Abstract Background: SQSTM1 (Sequestosome 1, p62) is degraded by activated autophagy and involved in the progression of in various types of cancers. However, the prognostic role and underlying regulation mechanism of SQSTM1 in the progression and development of breast cancer remain unclear.Methods: In this study, 1336 samples with available mRNA data from Molecular Taxonomy of Breast Cancer International Consortium (METABRIC) database and 27 formalin fixation and paraffin embedding (FFPE) tissue samples from the First Affiliated Hospital of Xi’an Jiaotong University were collected to evaluate SQSTM1 expression in mRNA and protein levels. Kaplan–Meier and Cox regression were used for revealing prognostic value in three independent breast cancer independent datasets. Tumor Immune Estimation Resource (TIMER) database and Gene Set Variation Analysis (GSVA) was used to explore the relationship of SQSTM1 mRNA expression and immune infiltration level in breast cancer. Dysregulation mechanisms of SQSTM1 were also explored including copy number variation (CNV), somatic mutation, epigenetic alterations and other transcription and post-transcription level using multiple datasets. Finally, Gene Set Enrichment Analysis (GSEA) was constructed to elucidate functional regulating performance of SQSTM1 in breast cancer.Results: The results showed that mRNA and protein level of SQSTM1 were significantly elevated in breast cancer and receiver operating characteristic (ROC) curve showed that p62 may act as diagnostic biomarker. Lower expression of SQSTM1 predicted better outcome through multiple datasets. It was also found that SQSTM1 correlated with immune infiltrates in breast cancer. Moreover, CNV and methylation of SQSTM1 DNA was correlated with SQSTM1 dysregulation and act as prognostic factors for breast cancer patients.
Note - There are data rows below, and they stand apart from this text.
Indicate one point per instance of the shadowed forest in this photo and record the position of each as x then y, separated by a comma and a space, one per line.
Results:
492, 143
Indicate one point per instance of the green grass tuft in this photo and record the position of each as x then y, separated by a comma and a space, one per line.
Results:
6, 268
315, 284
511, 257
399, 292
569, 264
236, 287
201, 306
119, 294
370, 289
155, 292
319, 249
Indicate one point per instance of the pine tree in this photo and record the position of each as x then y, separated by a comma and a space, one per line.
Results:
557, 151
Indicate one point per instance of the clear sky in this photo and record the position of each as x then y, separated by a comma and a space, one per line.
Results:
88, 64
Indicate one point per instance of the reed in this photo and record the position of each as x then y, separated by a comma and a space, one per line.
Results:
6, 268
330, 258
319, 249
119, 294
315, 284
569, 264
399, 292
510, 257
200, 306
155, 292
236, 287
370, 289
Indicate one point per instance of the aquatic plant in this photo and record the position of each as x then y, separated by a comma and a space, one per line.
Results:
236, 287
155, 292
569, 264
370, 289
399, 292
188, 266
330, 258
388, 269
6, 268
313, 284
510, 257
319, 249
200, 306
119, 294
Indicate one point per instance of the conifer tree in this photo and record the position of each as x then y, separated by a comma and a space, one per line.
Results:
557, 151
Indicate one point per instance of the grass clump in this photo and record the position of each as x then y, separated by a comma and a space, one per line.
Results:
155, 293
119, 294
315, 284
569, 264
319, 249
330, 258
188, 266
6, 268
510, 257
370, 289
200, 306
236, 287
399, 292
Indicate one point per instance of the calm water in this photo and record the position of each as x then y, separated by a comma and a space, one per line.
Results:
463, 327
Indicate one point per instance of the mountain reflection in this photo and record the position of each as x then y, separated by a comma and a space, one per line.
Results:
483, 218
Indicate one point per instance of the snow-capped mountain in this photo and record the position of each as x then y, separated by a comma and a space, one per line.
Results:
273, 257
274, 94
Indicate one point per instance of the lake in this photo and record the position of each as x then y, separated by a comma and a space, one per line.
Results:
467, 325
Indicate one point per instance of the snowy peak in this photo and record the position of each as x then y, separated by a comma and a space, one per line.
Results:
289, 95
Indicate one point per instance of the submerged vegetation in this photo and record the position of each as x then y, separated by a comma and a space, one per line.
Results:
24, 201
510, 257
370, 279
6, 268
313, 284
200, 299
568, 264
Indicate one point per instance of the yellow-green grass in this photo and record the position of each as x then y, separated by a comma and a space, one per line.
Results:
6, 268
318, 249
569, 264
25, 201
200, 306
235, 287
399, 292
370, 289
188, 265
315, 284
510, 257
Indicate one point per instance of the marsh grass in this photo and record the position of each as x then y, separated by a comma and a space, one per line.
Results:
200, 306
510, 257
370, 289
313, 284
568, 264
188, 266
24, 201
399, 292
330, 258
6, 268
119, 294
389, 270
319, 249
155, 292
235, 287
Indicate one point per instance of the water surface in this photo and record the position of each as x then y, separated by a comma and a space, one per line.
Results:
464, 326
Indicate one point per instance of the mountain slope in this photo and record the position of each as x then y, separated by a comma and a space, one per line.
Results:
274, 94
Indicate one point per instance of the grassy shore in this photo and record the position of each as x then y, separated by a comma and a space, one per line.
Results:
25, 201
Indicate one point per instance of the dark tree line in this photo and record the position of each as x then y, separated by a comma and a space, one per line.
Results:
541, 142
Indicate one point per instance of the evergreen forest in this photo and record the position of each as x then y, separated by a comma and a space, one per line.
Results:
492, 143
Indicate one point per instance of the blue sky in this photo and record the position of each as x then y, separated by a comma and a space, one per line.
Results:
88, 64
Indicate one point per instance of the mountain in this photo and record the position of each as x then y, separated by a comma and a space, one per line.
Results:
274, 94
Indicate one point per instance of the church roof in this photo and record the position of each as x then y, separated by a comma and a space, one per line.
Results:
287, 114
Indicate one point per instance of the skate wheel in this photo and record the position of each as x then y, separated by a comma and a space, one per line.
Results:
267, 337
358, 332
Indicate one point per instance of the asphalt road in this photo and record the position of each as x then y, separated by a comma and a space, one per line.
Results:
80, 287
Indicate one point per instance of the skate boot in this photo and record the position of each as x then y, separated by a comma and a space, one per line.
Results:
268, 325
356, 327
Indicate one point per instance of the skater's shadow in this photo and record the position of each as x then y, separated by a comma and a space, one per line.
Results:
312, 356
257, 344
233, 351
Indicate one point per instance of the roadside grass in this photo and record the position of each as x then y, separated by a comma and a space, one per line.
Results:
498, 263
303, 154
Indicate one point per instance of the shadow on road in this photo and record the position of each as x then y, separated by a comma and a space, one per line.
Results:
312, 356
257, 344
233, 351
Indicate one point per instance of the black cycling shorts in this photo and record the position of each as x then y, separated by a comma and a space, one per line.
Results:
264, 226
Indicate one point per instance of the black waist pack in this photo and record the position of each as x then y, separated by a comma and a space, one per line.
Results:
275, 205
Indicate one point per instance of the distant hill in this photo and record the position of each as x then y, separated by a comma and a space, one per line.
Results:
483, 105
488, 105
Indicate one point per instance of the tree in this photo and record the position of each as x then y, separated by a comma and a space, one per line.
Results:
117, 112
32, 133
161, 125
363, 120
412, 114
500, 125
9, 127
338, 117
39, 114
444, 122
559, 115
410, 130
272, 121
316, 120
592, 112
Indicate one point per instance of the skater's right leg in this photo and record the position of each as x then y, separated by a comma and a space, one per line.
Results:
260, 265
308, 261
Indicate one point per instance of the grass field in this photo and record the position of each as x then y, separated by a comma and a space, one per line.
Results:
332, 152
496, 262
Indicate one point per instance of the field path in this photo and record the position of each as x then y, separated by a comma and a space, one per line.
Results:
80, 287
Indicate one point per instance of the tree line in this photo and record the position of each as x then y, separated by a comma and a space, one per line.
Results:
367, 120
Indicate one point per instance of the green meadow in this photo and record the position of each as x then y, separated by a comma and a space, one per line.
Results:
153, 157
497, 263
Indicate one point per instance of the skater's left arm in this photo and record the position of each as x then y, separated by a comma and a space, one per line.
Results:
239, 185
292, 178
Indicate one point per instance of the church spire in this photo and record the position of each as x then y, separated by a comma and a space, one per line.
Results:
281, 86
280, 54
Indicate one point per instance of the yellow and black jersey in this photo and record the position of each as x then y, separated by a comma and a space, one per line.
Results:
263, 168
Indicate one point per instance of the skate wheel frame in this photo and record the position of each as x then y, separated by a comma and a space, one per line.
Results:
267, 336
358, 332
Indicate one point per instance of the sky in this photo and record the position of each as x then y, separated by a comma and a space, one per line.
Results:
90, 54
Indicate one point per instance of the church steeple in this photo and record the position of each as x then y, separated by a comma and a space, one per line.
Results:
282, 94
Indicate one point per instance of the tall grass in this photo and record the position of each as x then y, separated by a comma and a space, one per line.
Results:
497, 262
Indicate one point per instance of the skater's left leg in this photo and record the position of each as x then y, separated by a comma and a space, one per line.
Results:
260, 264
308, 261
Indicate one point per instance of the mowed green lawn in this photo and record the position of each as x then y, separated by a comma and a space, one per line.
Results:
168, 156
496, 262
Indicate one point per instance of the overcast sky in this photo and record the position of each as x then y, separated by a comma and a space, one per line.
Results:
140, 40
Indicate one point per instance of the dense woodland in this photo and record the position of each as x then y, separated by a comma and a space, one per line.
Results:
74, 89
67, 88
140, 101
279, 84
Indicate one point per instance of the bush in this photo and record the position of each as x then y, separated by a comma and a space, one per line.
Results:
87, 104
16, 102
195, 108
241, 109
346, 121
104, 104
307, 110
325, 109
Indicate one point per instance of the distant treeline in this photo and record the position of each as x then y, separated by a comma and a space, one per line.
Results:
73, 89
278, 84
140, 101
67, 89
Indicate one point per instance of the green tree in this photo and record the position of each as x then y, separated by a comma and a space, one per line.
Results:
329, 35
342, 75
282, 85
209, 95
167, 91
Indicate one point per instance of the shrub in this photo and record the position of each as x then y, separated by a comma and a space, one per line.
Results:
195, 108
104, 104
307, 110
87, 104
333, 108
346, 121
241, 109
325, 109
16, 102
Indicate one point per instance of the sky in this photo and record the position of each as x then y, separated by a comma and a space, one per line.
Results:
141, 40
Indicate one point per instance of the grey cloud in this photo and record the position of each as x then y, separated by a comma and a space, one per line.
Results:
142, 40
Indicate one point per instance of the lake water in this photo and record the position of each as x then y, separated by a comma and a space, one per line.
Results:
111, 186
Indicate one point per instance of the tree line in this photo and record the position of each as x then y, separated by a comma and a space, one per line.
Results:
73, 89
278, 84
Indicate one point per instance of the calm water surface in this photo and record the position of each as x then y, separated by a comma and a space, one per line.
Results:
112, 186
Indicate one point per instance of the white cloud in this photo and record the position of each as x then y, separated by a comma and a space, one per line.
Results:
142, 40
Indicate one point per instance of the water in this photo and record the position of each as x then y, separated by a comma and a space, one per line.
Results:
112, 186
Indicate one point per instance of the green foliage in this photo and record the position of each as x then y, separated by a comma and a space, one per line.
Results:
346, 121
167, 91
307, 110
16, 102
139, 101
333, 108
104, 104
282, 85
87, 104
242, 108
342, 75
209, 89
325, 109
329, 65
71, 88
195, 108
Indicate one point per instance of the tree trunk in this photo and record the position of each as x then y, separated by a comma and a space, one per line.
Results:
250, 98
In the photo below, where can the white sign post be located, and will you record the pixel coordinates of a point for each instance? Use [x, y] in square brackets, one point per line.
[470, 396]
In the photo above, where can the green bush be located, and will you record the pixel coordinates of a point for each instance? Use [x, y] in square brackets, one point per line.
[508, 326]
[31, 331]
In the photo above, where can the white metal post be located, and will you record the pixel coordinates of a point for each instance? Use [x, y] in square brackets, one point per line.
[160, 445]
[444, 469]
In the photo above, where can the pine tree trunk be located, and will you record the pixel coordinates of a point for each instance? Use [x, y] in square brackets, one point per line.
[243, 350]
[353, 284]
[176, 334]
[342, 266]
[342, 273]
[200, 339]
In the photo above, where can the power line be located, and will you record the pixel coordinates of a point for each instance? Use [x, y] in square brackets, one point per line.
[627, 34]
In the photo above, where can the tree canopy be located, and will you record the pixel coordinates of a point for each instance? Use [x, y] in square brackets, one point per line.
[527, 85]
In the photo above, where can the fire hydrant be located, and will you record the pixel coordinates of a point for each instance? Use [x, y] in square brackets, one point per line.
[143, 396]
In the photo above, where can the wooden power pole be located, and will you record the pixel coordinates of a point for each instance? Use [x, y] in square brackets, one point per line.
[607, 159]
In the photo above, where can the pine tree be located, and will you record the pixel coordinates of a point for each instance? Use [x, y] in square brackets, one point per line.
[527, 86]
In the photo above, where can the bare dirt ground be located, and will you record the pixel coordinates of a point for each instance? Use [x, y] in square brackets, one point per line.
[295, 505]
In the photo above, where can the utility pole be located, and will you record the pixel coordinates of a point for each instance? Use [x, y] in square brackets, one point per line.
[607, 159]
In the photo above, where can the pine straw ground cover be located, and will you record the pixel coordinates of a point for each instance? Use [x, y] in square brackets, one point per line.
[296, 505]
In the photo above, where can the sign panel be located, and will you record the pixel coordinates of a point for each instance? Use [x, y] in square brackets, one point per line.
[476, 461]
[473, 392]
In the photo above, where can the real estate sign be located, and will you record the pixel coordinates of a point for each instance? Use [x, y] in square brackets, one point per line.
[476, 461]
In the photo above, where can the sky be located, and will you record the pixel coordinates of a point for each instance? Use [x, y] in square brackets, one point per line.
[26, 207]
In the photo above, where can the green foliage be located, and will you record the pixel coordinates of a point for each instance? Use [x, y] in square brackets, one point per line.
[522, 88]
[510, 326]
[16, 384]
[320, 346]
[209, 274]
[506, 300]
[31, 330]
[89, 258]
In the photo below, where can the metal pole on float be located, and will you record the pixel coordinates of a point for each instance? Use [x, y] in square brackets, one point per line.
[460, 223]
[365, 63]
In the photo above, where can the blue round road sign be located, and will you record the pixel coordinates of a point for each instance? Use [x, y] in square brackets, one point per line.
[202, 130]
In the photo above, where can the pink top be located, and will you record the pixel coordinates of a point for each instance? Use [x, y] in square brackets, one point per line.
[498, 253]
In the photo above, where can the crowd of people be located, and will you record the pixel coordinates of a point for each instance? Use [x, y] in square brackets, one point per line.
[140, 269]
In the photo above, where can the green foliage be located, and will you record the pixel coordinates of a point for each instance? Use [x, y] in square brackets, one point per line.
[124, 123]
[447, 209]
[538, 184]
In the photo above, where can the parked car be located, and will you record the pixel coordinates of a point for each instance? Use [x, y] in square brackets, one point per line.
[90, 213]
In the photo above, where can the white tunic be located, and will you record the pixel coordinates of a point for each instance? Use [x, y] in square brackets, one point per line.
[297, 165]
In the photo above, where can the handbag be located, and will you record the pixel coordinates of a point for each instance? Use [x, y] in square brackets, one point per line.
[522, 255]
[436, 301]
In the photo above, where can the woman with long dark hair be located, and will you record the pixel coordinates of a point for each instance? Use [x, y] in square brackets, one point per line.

Yet, somatic mutation status of SQSTM1 didn’t show any prognostic relevance. We also identified diverse transcription factors that directly bound to SQSTM1 DNA and the miRNAs which may regulate SQSTM1 mRNA. Finally, functional enrichment analysis revealed that SQSTM1 is related to cell signal transduction, oxidative stress and autophagy in breast cancer.Conclusion: Our findings revealed that SQSTM1 plays a key role in the progression of breast cancer and might be a promising biomarker for the diagnosis and personalized treatment of breast cancer patients.


2020 ◽  
Author(s):  
Yang Liu ◽  
Qian Du ◽  
Dan Sun ◽  
Ruiying Han ◽  
Mengmeng Teng ◽  
...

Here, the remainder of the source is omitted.